Y yo me fui a Alemania porque padre estaba siempre borracho y ya casi no salía a faenar, y eso que había que sacar pescado a mansalva porque aquella gente se lo comía todo, tanto comía que al final no nos ha quedado nada y han tenido que tirar bloques de hormigón a doscientos metros de la playa para ver si se regenera algo; ya no se puede pescar con malas artes, hasta el copo lo prohibieron, el caso es que yo me fui a Alemania, a Elchingen, cerca de Stuttgart, con mi primo Pardo, ese que sí sabía de mecánica, pero yo no había visto una máquina en mi vida, no sé cómo me aceptaron en el Instituto de Emigración, conque empecé barriendo la fábrica de pura lástima que me tenían los dueños, y así me pasé un año hasta que por las tardes me pusieron de aprendiz, y así, años después acabé de oficial fresador; pero no le aburro más con eso, aunque bueno, figúrese lo que hemos pasado algunos; «qué va, usted no me aburre, por favor, siga», bueno pues sigo, el caso es que uno vuelve y con los ahorros qué hace, ¿sabe? ¿Pues qué va a hacer? Poner un puñetero bar porque aquí no habrá visto usted una fábrica, ¿verdad que no? No, eso no va con nosotros. ¿Usted cómo lo ve, caballero?
—No lo sé, la verdad. Supongo que pasará, porque todo pasa, ¿no? —Incómodo, se mira el reloj de muñeca buscando en el fondo de su Tag Heuer una coartada para no seguir hablando.
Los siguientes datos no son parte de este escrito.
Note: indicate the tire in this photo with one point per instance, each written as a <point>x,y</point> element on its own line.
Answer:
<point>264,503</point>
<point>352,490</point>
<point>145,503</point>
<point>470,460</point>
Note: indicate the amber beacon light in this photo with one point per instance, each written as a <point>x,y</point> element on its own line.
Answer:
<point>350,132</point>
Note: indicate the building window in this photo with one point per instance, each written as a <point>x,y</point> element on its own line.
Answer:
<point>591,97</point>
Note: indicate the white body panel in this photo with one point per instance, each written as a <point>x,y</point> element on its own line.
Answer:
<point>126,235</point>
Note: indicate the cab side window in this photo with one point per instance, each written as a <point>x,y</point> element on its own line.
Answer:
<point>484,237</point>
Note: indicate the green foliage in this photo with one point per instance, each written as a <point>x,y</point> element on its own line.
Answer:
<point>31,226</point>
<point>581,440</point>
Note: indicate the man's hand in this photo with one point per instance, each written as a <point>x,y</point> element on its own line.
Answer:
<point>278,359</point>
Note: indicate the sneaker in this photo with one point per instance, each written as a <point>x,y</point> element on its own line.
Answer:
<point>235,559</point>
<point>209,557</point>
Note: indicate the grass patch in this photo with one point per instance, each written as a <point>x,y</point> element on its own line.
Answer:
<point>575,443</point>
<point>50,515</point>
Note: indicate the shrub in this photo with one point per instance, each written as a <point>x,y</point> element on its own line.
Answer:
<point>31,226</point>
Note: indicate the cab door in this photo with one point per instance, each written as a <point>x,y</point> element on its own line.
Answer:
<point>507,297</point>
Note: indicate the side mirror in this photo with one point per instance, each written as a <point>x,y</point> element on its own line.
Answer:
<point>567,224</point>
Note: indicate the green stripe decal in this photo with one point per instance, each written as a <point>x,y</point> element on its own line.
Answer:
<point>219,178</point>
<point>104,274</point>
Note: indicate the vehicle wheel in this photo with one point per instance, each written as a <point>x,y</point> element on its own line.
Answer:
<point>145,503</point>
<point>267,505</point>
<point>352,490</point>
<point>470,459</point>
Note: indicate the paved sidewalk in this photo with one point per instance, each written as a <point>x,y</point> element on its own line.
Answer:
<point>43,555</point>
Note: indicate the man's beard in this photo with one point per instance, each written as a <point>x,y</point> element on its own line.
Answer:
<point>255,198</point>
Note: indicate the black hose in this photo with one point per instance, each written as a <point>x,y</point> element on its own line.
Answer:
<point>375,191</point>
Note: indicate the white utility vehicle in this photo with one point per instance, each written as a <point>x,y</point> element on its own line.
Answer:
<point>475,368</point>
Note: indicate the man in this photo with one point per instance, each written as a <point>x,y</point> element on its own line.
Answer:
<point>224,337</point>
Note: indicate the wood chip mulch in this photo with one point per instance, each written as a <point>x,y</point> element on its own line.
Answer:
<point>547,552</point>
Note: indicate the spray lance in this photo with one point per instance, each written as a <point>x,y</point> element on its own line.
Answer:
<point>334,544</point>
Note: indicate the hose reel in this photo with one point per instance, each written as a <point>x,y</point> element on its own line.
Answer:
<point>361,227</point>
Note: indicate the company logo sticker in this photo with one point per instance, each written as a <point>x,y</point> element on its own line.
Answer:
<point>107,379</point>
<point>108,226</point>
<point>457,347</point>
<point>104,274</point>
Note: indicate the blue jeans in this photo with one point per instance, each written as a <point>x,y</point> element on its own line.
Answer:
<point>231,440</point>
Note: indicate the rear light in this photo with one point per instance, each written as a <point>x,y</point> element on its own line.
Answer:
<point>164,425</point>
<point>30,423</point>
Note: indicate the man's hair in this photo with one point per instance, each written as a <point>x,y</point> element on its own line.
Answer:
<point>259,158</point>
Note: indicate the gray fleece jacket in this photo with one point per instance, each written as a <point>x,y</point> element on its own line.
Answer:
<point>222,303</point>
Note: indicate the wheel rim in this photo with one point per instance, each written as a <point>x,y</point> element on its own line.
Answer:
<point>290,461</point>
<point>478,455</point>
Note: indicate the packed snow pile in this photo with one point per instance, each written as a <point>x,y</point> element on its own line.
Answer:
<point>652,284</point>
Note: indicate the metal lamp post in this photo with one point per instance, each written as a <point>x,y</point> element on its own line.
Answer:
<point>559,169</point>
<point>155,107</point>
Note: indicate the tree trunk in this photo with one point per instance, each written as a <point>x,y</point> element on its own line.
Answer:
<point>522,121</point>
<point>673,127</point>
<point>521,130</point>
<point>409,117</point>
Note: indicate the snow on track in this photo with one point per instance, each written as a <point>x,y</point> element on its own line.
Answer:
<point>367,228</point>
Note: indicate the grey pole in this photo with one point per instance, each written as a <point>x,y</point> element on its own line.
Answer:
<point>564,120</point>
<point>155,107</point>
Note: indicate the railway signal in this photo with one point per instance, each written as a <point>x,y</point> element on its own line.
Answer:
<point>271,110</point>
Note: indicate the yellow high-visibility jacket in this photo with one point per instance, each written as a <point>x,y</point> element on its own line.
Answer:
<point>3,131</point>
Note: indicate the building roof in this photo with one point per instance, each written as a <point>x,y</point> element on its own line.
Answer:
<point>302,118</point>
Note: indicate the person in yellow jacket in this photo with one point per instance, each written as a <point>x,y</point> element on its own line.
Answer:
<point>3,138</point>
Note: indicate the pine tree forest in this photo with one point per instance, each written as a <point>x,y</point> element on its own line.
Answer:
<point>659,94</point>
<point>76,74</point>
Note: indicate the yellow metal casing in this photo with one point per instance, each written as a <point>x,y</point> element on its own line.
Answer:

—Sí, esto supongo yo también. Pero que no se me lleve antes por delante, ¿sabe? Yo ya he visto otras crisis pasar, las de Caín he pasado aquí, usted no sabe lo que era esto antes de los setenta, aquí había hambre, ¿comprende lo que le digo?
Y él hubiera querido decirle que sí, que lo sabía, que la había visto, pero prefirió quedarse callado.
—Y siempre se resolvió igual; los señoritos nunca pasaron necesidad, porque esos no debían pagar ni impuestos ni nada.
A los hijos los mandaban a Granada o a Sevilla a la universidad. Y ellos, que no ganaban para pagar impuestos, ¡qué va!, se iban a las chumberas para merendar y a veces cuando llegaban a casa no había qué cenar, y con las tripas hincadas de higos se tenían que ir a la cama. Madre mía, qué cólicos. Y cuando se hacían mayores los que teníamos suerte nos largábamos a Alemania o a Suiza o a Francia. Él se fue, ¿sabía?
—A Elchingen, cerca de Stuttgart, ¿conoce?
—No, no conozco.
En la televisión el noticiero comentaba una cumbre de presidentes autonómicos que se había reunido para hablar de recortes. Allí, en tercera fila, estaba José Aurelio, convocado por alguna razón incomprensible. En los dos únicos segundos en que apareció en pantalla solo tuvo ojos para él, alto, con la cabeza calva, puntiaguda y brillante, ese Mortadelo siniestro, con sus ademanes inquisidores de siempre, los gestos elegantes que le habían seducido hacía ya tantos años: el cuello estirándose sobre la camisa, como una jirafa encorsetada, la mirada buscando permanentemente algo, a un lado y a otro con una serenidad turbadora, las manos firmemente anudadas detrás de la espalda y los talones dando saltitos, como resortes, meneando el cuerpo con una espontaneidad tan estudiada que era, verdaderamente, espontánea.
Apurado y estremecido, bajó la cabeza porque sintió que José Aurelio lo miraba, que lo buscaba «¿dónde te has metido? ¡Deja de hablar con ese viejo y vente para acá ahora mismo, que te necesito! ¡La que se está liando por tu culpa!».